Reference no: EM132568249
Look carefully at the author's use of language conventions, citations, and essay structure, including its title, thesis, introduction, conclusion, endnotes, and works cited.
Once you have read and evaluated the quality of this paper, rewrite it, making any appropriate corrections. When you are finished, provide a brief note explaining some of your most important corrections and why you made them?
Studying Literature in Grade 12
This essay will prove that graduating students in Ontario should only study Canadian literature in a Grade 12 English course. While good writers exist in all cultures, Ontario students should only study Canadian writers. Because we need to become more familiar with our literature. Three reasons for this are; the need to focus on our own Canadian culture despite being surrounded by other cultures, the need to promote and establish our own writers, and the need to encourage younger Canadian authors.

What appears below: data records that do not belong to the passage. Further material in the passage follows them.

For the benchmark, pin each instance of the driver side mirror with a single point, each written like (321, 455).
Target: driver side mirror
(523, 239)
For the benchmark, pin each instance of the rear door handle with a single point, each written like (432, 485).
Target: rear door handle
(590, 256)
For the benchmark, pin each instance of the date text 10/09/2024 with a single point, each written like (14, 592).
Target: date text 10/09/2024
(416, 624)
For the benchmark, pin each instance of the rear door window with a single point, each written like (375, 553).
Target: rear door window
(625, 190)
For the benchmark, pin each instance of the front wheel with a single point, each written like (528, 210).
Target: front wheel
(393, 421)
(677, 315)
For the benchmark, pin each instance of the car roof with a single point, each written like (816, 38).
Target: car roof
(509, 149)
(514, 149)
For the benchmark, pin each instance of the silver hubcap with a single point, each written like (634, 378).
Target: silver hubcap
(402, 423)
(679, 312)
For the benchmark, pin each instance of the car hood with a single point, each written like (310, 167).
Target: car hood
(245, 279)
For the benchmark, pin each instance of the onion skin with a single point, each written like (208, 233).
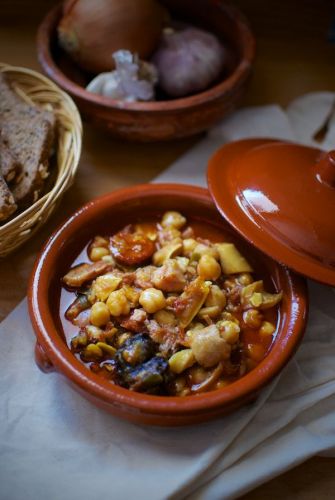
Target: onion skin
(188, 61)
(91, 31)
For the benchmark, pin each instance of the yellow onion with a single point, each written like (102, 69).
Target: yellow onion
(90, 31)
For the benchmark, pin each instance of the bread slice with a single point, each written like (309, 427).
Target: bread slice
(7, 202)
(29, 134)
(10, 167)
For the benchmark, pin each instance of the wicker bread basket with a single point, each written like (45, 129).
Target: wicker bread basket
(36, 89)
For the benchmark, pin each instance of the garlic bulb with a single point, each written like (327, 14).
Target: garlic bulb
(132, 80)
(188, 61)
(90, 31)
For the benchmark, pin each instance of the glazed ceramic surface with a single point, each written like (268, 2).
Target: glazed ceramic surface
(281, 197)
(166, 119)
(110, 213)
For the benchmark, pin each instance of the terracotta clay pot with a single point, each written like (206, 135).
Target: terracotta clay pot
(108, 214)
(165, 119)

Students in Ontario taking English should only study Canadian literature because we are completely swamped by the American culture around us. This is a Canadian tradition because we have always been a "branch plant" of another country starting with England and France meaning that our own culture has never had the chance to develop since we have always been under the thumb of a more powerful foreign culture. So, for years, a student in Ontario would study Shakespeare and other British writers: today they may also study American authors such as Fitzgerald. But many schools limit a students exposure to the Canadian novel to ISP reading lists. In this sense, Canada is an attic in which we have stored American and British literature without considering our own. 1 No wonder a Canadian student has problems appreciating there culture.
Often what Canadian literature is studied is very old. This includes works such as Mordecai's Apprenticeship of Duddy Kravitz or Lawrences Stone Angel. Fifth Business, which was published in 1970 - over 35 years ago - is still on many courses of study in Gr. 12 classrooms. Atwood's Handmade's Tale the most recent of these books was published in 1985; over ten years ago. Again while most teachers allow and may even encourage a student to focus on more modern Canadian books for their ISP, his classroom experience is usually limited to studying these golden oldies.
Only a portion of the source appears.